Tums Regular Strength Side Effects
Generic name: calcium carbonate
Note: This document contains side effect information about calcium carbonate. Some of the dosage forms listed on this page may not apply to the brand name Tums Regular Strength.
Some side effects of Tums Regular Strength may not be reported. Always consult your doctor or healthcare specialist for medical advice. You may also report side effects to the FDA.
For the Consumer
Applies to calcium carbonate: oral capsule, oral powder, oral suspension, oral tablet, oral tablet chewable
Get emergency medical help if you have any of these signs of an allergic reaction while taking calcium carbonate (the active ingredient contained in Tums Regular Strength) hives; difficulty breathing; swelling of your face, lips, tongue, or throat.
Less serious side effects of calcium carbonate may include:
nausea or vomiting;
dry mouth or increased thirst; or
urinating more than usual.
This is not a complete list of side effects and others may occur. Call your doctor for medical advice about side effects.

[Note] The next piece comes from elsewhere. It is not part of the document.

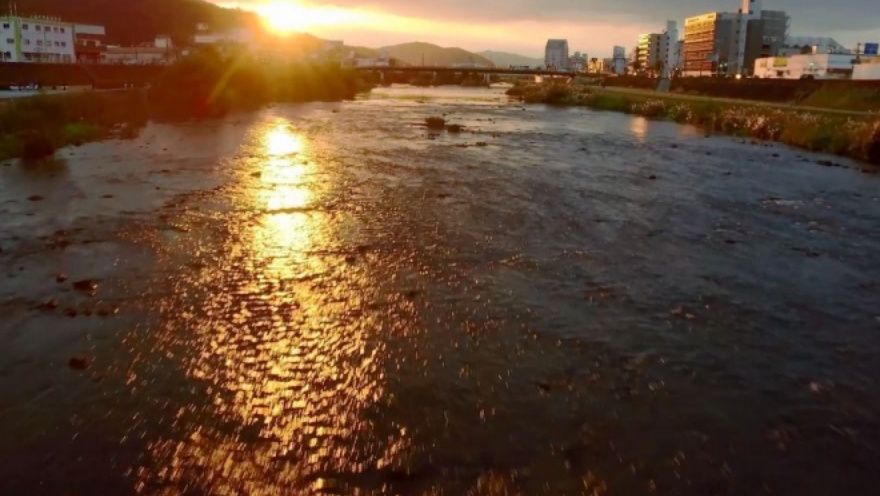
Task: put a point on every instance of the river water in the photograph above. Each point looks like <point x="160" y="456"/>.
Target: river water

For Healthcare Professionals
Applies to calcium carbonate: compounding powder, oral capsule, oral gum, oral powder, oral suspension, oral tablet, oral tablet chewable
Rebound hyperacidity has been associated with calcium salt antacids. This side effect does not appear to be due to the acid buffering capacity of calcium carbonate (the active ingredient contained in Tums Regular Strength) but is a consequence of a specific action of calcium on the parietal cell.
Rare cases of calcium carbonate gallstones have been reported in the pediatric literature.

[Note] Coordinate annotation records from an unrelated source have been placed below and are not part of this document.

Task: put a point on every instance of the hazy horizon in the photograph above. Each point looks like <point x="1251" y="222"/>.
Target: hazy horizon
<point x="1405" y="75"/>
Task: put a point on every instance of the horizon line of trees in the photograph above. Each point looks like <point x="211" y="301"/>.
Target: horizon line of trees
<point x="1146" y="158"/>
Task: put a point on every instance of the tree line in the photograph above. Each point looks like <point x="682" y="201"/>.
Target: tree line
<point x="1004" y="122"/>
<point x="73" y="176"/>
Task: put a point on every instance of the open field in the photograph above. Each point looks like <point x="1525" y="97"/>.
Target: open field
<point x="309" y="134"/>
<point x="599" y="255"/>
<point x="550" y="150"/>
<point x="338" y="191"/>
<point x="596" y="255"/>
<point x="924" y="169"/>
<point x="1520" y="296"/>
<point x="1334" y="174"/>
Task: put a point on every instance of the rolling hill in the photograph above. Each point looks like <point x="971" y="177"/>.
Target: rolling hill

Gastrointestinal side effects have included rebound hyperacidity, constipation (6% to 37%) and gallstones (rarely).
Prolonged ingestion of large amounts of calcium carbonate (the active ingredient contained in Tums Regular Strength) and other sources of exogenous calcium can rarely result in the "milk alkali syndrome" and calcinosis. The milk alkali syndrome is characterized by the triad of hypercalcemia, metabolic alkalosis, and renal insufficiency.

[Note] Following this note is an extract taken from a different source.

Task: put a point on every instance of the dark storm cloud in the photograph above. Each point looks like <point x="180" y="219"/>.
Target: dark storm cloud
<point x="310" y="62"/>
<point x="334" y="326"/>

Metabolic side effects have rarely included hypercalcemia and hypophosphatemia. Hypercalcemia may be more likely and more severe in patients with renal dysfunction. In patients on chronic dialysis, hypercalcemia may also result from excessive calcium in the dialysate, vitamin D intoxication, or severe secondary hyperparathyroidism. Other metabolic side effects have rarely included "mild alkali syndrome", calcinosis, and irreversible renal damage.
Renal side effects have included renal failure, formation of renal calcium and a single case report of a calcium carbonate (the active ingredient contained in Tums Regular Strength) and calcium phosphate-filled renal cyst.
The renal failure that accompanies hypercalcemia and alkalosis in the milk alkali syndrome is usually transient.